The first drawback of client/server is fragmented data. Data are typically stored departmentally, on servers that are inaccessible to anyone outside of that department. Fragmentation occurs when data about a single item - for example a customer - are gathered and stored by different departments according to their business focus. While Marketing may hold data about a customer that they have targeted in a campaign, Accounts will have information about that customer's payment history, Field Management a record of engineers' visits to the customer and Sales will keep a record of the products the customer has bought. As the data is stored locally in each case, no one within the enterprise can view all the information about that customer in one single history. This often leads to duplication of effort, missed opportunities and the inability to recognise valuable customers and treat them accordingly.

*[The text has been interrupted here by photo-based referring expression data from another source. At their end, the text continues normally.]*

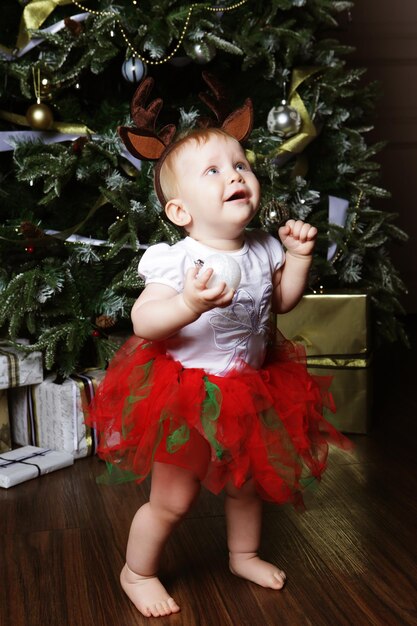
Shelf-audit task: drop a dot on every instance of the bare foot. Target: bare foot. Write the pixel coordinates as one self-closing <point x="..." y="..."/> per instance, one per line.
<point x="251" y="567"/>
<point x="147" y="594"/>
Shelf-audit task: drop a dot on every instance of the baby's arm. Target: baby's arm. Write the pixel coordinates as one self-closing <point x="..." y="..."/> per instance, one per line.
<point x="290" y="281"/>
<point x="160" y="311"/>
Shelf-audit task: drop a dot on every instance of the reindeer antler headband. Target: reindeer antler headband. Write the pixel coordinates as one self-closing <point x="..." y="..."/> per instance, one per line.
<point x="146" y="143"/>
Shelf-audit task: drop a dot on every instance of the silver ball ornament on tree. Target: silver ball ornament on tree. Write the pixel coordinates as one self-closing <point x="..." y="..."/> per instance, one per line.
<point x="134" y="70"/>
<point x="204" y="52"/>
<point x="284" y="120"/>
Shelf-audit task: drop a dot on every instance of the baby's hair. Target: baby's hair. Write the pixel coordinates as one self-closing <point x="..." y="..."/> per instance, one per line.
<point x="200" y="136"/>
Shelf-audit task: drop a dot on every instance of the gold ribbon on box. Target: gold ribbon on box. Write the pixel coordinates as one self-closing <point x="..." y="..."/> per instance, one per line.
<point x="5" y="439"/>
<point x="12" y="367"/>
<point x="330" y="325"/>
<point x="34" y="15"/>
<point x="338" y="363"/>
<point x="87" y="386"/>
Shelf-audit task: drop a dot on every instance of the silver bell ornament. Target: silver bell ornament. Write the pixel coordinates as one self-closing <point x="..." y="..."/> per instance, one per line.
<point x="284" y="120"/>
<point x="134" y="70"/>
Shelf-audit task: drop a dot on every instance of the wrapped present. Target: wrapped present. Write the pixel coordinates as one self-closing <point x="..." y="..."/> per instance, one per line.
<point x="18" y="369"/>
<point x="51" y="415"/>
<point x="29" y="462"/>
<point x="5" y="440"/>
<point x="335" y="331"/>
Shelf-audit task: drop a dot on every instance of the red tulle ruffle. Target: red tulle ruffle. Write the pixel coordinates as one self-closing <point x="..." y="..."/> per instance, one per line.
<point x="266" y="424"/>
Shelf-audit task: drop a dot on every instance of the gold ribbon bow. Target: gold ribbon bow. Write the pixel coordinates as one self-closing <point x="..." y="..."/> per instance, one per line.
<point x="34" y="15"/>
<point x="296" y="144"/>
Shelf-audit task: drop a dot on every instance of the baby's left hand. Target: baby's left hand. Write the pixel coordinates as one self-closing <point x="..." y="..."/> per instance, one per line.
<point x="298" y="237"/>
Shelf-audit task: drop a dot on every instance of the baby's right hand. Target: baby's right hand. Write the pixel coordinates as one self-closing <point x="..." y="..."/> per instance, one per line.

In the Internet model, all data is stored on a central server and is accessible to enterprise applications on a corporate intranet, enabling a single view of any entity - be it a customer, a supplier, a product, an employee or a business group. The efficiency gains arising from this can be enormous.
Client/server models also engender high implementation and maintenance costs. Multiple departmental-level servers require multiple IT support staff to look after them, especially where a company is based in more than one location. By contrast, the Internet model requires a single data centre, which can be managed by a single group of support staff. New software need only be implemented once, from where it is instantly accessible over the corporate intranet, and similarly, any upgrades need only be carried out once. This brings about an immediate and significant reduction in support, training and installation costs.
A third disadvantage with the client/server model is its internal focus. Applications and data are held on closed-loop networks where they can only be accessed by employees, remaining closed to external parties such as suppliers, customers and partners. Making these applications available externally, however, can greatly speed up any number of processes, from customer orders to supply chain management and inventory control.
This can easily be achieved with an Internet model, by linking an e-commerce website straight into internal order-processing and accounts systems, and by hooking up with suppliers and their systems through online industry exchanges. This kind of externally-focused architecture means that transactions can be automated from front to back, eliminating the need to re-key data into relevant systems, and speeding up order processing and fulfilment at every link in the supply chain.
Industry analysts have said that the client/server model is ten times more expensive to maintain than its Internet counterpart. But the benefits are not only derived from cost-efficiency. The model also allows e-businesses to enjoy closer and better relationships with customers and suppliers, improved internal efficiency due to the company-wide availability of data, and greater flexibility and responsiveness thanks to the faster flow of data through every level of business.